2.1 Digitization and Access Provided by a Memory Institution
This path represents the ideal standard or best practice of digitization. The memory institution (archive, library, museum, etc.) that owns the text carrier digitizes it and makes it publicly accessible. Digitization follows established standards (e.g. ISO standards) and maintains consistent quality. After the digitization process, the digitized copy is archived in a database by the memory institution for the long term.
Such public databases are usually operated by a network of memory institutions, e.g. Patrinum in the canton of Vaud or e-manuscripta in German-speaking Switzerland. There, the image data is made accessible with the IIIF standard. This means that each document receives a IIIF-Manifest (describing the digitized text witnesses within) and can be retrieved via standardized interfaces.
Experience from the Showcase Edition
In the constitution of texts for the Gaston Paris' exemplary letter edition, it was possible to draw on many years of research experience and comprehensive overview of the corpus. For a previous project, all of Gaston Paris' letters were digitized by the French National Library and made available online. Thus, we were able to quickly download the relevant digital copies from their Gallica database for further processing.

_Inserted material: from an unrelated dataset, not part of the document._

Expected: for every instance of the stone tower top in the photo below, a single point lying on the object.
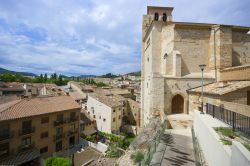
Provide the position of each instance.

Due to download restrictions in Gallica, the images could not be accessed via the corresponding IIIF. Given the small scale of the project, this was not an issue. However, for larger volumes of images that need to be accessed via IIIF, we recommend contacting the database administration.
To ensure remote access to the image data for all project members and facilitate the assignment of pages to Transkribus and the TEI Publisher, we created a GitLab page for the image metadata.
The key advantage of this approach is that the long-term storage of the image data is not dependent on a time-limited project. This follows the modular logic of organizing the operation and preservation of the various DSE components independently (see project goals and resources).
2.2 Digitization by a Memory Institution, Access Provided by the Project
If the memory institution does not make the digitized material available in its own database - whether due to the absence of such a database, the selection being too small or too specialized, or the text carrier not being part of its own holdings - it is also possible to use a IIIF server from another institution. University libraries now often provide projects with storage space on such servers for a nominal fee. This additional financial cost - like all other server costs - must be secured for the duration of the project and beyond. In this case, the image data is not independently accessible via a database but can still be retrieved online using a dedicated URI.
2.3 Digitization and Preservation by the Project
A project-led digitization should be considered if access to a digitization service is difficult (e.g. if the holdings are stored in archives without a digitization department and transport to another institution is either not possible or impractical). Project-led digitization can also be considered if the project manages the text carriers itself, has access to professional scanners, and can delegate digitization work to assistants or similar personnel. It is important that the work is planned and supervised by specialists and is not carried out at the expense of research or editing time for academic staff (e.g. doctoral students or postdocs).